We saw a Peruvian Village display I recalled from my previous visit, and a large Tree of Life from Mexico. I also remembered the impressive Polish szopkas from Krakow, covered in bright foil and used as a miniature puppet theater at Christmas. A large and cleverly arranged display of angels and devils represented the Christian Heaven and Hell. We also admired an extensive harbor scene with villages from Mexico, Italy, and the Orient.

I plopped down on a bench to rest my back. As I gazed across the displays opposite me, I had to laugh at the one which caught my eye, a sexy piece of urban African art which Alexander Girard found on the island of Gorée, near Dakar, Senegal. I liked the title he gave it, Once Upon a Time There Were Two Twin Sisters. Make up your own story from there!

Porto Rico Maracatu Nation Queen costume from Brazil

We then toured a temporary exhibit of costumes from Brazil. The story behind the Porto Rico Maracatu Nation Queen costume was a bit chilling; the carnival clubs in Recife, Pernambuco trace back to the early 1800s when plantation owners organized their African slaves into “nations” by tribal origins. As part of the Christmas season entertainment, these groups performed dance pageants for the plantation, dressed as members of the Portuguese royal court and dancing to African drumming in polyrhythms called maracatus. That’s a dark history behind a lively and beautiful custom.

There was also an African lancer, called caboclos de lança, representing warriors possessed by Amerindian or African spirits. The performers dance, drop to the ground, and sometimes duel with each other while wearing large cowbells on their backs. A carnival bear costume was another matter entirely, tracing back to Italian gypsies who arrived in northeastern Brazil to work in the sugar mills.

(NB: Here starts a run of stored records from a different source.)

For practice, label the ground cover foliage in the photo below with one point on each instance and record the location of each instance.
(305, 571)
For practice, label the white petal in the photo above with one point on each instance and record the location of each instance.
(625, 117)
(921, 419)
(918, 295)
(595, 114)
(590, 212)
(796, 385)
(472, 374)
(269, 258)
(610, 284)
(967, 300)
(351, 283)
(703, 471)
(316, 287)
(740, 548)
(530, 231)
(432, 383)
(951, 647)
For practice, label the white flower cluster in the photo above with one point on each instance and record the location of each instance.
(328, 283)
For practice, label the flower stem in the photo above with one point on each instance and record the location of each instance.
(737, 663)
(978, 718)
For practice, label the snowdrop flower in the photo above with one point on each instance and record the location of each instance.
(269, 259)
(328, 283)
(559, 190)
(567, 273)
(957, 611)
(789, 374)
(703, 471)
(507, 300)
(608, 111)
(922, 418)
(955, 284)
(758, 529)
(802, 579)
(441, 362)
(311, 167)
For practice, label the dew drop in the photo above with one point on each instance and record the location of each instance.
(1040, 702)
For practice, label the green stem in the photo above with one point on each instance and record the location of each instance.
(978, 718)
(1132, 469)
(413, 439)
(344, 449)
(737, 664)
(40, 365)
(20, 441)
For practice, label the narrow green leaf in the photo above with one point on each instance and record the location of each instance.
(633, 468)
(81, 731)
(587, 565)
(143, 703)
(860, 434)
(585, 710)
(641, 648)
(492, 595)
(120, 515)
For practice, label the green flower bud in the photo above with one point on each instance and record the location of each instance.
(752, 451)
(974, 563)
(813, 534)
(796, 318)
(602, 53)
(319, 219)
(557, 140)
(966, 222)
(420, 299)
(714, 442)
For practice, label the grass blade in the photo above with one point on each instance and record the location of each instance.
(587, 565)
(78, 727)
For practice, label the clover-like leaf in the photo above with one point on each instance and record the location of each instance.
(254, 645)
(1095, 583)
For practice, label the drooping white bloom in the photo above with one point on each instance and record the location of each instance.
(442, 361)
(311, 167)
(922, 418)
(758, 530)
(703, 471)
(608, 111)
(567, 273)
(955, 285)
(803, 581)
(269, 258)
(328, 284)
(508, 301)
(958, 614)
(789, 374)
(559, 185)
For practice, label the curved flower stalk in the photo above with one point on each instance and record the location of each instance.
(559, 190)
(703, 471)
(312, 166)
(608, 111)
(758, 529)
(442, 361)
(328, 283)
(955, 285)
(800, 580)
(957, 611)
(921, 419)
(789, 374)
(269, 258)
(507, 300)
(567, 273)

Some brought with them trained bears who performed in small traveling circuses, but the bears did not last long in the tropical climate, prompting people to create costumes for dancing bears along with Italian trainers and a hunter. Another exhibit had a variety of colorful Japanese kites.

Milner Plaza

Kachina sculpture

Back outside on Milner Plaza, with gorgeous clouds overhead, were large tents being erected for the International Folk Art Market. Each was adorned on the underside with a different style of hanging decorations. Craig Dan Goseyun’s Apache Mountain Spirit Dancer remains the dominant sculpture on the plaza, dwarfing me when I posed beside and in front of it. But nearby in the Doris and Arnold Roland Sculpture Garden was a kachina figure with interesting blocky, planar cuts and a beautiful robe and headdress.

Railyard Rose Garden

We stopped at a K-Mart for supplies and had dinner at The Pantry, the decades-old establishment where I had breakfast back in 2011. We both indulged in turkey, with me having an open faced turkey dinner and Wendy eating a turkey sandwich.

As we drove back to our casita, Wendy the rose enthusiast spotted a rose garden in the Railyard Park. We had to stop, of course, and she scampered about, admiring and identifying the bushes. There were red blooms, pink and yellow ones, tight pink clusters, and some pink and yellow blooms with oodles of petals. She was in heaven and said she could spend a happy day tending the bushes.

But we had a big adventure coming up: a challenging hike at Ghost Ranch and an evening with a close-up view of incredible flamenco dancing. Our Kicks on 66 trip would reach its climax on Day 8.